A professional audit report must be honest about what it establishes and what it does not. This audit is based on observational data from one application cycle; it cannot prove causation, cannot examine the model's internals, and cannot account for factors the data does not capture (for example, differences in the quality of applications not captured by the listed features). These limitations belong in the report, not as a way to minimize findings, but as part of rigorous, honest analysis.
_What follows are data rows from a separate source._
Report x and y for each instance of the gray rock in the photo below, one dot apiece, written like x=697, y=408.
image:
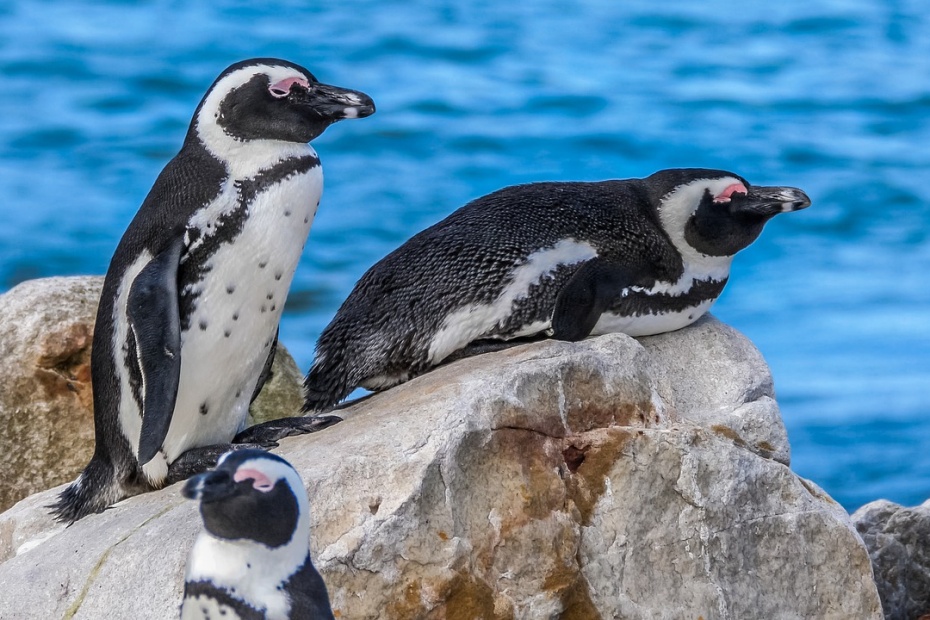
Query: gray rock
x=731, y=390
x=553, y=480
x=46, y=404
x=898, y=540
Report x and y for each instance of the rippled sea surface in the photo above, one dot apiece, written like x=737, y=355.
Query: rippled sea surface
x=829, y=96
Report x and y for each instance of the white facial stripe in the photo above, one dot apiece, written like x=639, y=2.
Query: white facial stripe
x=251, y=569
x=244, y=158
x=736, y=188
x=676, y=209
x=270, y=470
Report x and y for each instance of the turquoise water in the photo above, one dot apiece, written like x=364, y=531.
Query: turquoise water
x=831, y=96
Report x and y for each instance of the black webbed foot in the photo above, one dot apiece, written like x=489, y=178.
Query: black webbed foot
x=199, y=460
x=271, y=431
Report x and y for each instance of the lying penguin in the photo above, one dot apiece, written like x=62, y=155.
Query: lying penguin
x=565, y=260
x=252, y=559
x=187, y=324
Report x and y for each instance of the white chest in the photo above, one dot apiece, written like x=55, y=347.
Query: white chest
x=237, y=308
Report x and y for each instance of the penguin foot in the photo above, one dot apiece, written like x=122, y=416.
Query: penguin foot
x=268, y=433
x=479, y=347
x=199, y=460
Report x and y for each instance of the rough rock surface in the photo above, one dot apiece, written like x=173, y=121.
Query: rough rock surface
x=553, y=480
x=46, y=404
x=898, y=540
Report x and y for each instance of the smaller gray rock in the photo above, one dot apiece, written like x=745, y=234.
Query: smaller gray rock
x=46, y=401
x=898, y=540
x=713, y=375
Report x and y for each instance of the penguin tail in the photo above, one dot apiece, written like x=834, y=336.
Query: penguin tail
x=94, y=490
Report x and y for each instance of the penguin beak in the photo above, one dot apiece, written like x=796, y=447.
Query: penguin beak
x=335, y=103
x=769, y=201
x=209, y=487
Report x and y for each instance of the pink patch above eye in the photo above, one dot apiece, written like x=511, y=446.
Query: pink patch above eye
x=260, y=482
x=282, y=88
x=736, y=188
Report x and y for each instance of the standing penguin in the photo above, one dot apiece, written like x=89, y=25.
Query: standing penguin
x=187, y=324
x=252, y=559
x=567, y=260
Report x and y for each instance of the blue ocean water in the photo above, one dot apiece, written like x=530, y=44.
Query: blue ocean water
x=832, y=96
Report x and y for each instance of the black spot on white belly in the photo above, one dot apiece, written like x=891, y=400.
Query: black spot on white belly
x=639, y=303
x=204, y=243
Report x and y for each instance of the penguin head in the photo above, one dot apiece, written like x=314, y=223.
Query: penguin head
x=269, y=99
x=714, y=212
x=251, y=495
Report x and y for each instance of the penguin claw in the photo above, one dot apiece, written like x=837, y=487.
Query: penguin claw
x=274, y=430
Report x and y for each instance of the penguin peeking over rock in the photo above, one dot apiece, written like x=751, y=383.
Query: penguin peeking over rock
x=252, y=559
x=560, y=260
x=187, y=325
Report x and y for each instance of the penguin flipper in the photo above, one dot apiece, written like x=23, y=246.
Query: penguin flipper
x=586, y=295
x=155, y=323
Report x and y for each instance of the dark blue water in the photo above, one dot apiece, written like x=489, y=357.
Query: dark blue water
x=830, y=96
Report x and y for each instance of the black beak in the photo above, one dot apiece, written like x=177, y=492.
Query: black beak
x=210, y=486
x=334, y=103
x=769, y=201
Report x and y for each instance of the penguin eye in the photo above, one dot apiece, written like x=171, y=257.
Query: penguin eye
x=736, y=188
x=260, y=482
x=282, y=89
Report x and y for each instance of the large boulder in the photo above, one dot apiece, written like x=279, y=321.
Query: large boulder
x=609, y=478
x=46, y=403
x=898, y=539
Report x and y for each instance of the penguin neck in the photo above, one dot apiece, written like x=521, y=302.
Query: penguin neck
x=249, y=570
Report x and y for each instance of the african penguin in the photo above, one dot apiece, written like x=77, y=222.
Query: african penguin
x=187, y=324
x=252, y=558
x=566, y=260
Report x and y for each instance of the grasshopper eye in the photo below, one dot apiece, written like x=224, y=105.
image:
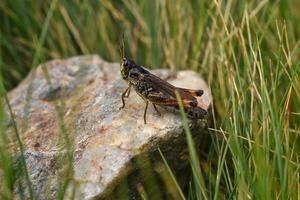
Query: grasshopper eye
x=134, y=75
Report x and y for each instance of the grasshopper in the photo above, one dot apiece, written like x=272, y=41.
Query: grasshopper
x=157, y=91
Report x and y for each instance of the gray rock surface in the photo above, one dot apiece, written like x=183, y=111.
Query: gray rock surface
x=104, y=138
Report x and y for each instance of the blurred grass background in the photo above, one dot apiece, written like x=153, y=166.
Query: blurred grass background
x=248, y=52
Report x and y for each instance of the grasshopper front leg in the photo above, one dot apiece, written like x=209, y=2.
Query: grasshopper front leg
x=125, y=95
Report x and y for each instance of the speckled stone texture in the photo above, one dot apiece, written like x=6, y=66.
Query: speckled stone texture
x=105, y=139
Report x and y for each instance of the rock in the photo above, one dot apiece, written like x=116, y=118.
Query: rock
x=104, y=139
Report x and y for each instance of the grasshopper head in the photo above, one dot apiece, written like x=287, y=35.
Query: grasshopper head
x=125, y=66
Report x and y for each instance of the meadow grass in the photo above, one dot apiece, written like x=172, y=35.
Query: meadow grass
x=247, y=51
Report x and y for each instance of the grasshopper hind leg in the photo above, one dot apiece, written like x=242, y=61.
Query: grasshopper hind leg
x=156, y=109
x=145, y=112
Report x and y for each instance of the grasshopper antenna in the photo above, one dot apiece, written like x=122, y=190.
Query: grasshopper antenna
x=122, y=47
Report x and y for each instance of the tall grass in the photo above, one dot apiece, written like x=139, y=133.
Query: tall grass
x=248, y=51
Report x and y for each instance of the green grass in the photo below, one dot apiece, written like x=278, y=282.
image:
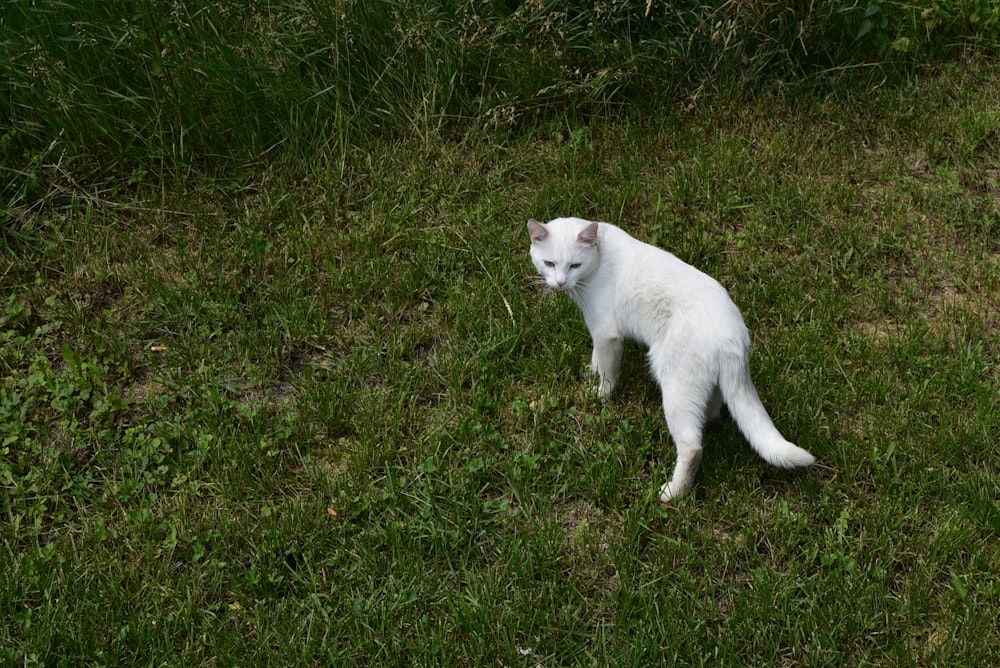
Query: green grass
x=363, y=438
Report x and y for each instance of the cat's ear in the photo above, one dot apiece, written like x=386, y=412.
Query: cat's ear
x=537, y=231
x=588, y=237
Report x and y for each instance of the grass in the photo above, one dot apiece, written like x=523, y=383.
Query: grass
x=314, y=413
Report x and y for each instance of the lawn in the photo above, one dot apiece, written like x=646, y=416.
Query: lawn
x=317, y=412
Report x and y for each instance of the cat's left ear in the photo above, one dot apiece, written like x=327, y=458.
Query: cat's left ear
x=537, y=231
x=588, y=237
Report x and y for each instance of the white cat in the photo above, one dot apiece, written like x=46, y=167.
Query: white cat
x=699, y=348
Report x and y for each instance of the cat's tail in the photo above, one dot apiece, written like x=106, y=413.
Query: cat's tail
x=750, y=415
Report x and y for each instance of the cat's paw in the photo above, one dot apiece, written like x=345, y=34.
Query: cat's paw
x=604, y=390
x=669, y=492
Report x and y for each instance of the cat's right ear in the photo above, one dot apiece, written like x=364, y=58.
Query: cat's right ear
x=537, y=231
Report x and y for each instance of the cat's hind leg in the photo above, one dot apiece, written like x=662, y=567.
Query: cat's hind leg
x=714, y=409
x=686, y=421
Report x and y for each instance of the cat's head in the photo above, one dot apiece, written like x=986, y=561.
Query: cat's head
x=565, y=251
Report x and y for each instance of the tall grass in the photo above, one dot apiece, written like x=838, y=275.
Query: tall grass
x=102, y=90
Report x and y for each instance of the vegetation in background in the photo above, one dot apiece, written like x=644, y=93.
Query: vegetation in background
x=113, y=90
x=275, y=387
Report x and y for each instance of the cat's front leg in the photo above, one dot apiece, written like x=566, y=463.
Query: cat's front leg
x=606, y=361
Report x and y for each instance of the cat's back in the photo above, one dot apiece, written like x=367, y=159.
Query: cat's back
x=635, y=258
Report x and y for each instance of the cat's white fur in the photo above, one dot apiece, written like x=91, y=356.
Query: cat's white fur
x=699, y=348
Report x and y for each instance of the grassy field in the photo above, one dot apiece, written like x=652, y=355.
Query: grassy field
x=315, y=412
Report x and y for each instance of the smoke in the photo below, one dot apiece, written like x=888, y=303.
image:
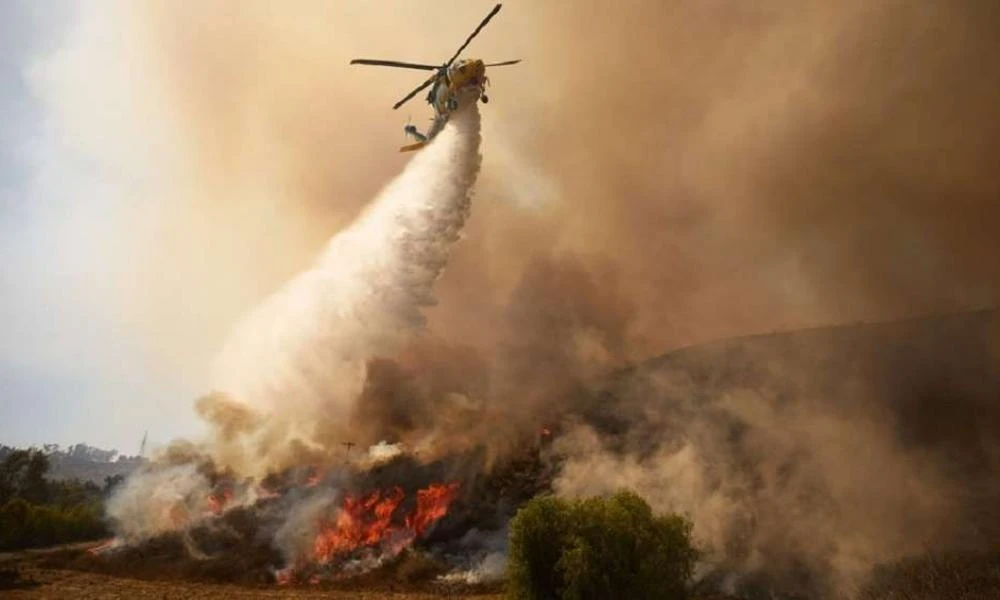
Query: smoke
x=654, y=175
x=300, y=357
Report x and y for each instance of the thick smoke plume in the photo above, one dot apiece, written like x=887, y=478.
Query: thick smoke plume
x=655, y=174
x=293, y=369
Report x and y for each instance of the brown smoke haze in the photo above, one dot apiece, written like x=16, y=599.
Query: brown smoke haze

In the PredictiveScholar audit, Black applicants receive Award decisions at 28% while White applicants receive them at 42%. A university administrator argues this gap is acceptable because scholarship completion rates are similar across racial groups (82% vs. 84%). How should an auditor respond?
The audit finds that zip code has R-squared = 0.41 correlation with race in the Year 2 data. An engineer proposes removing zip code from the model's features to address proxy discrimination. What should the auditor note in response?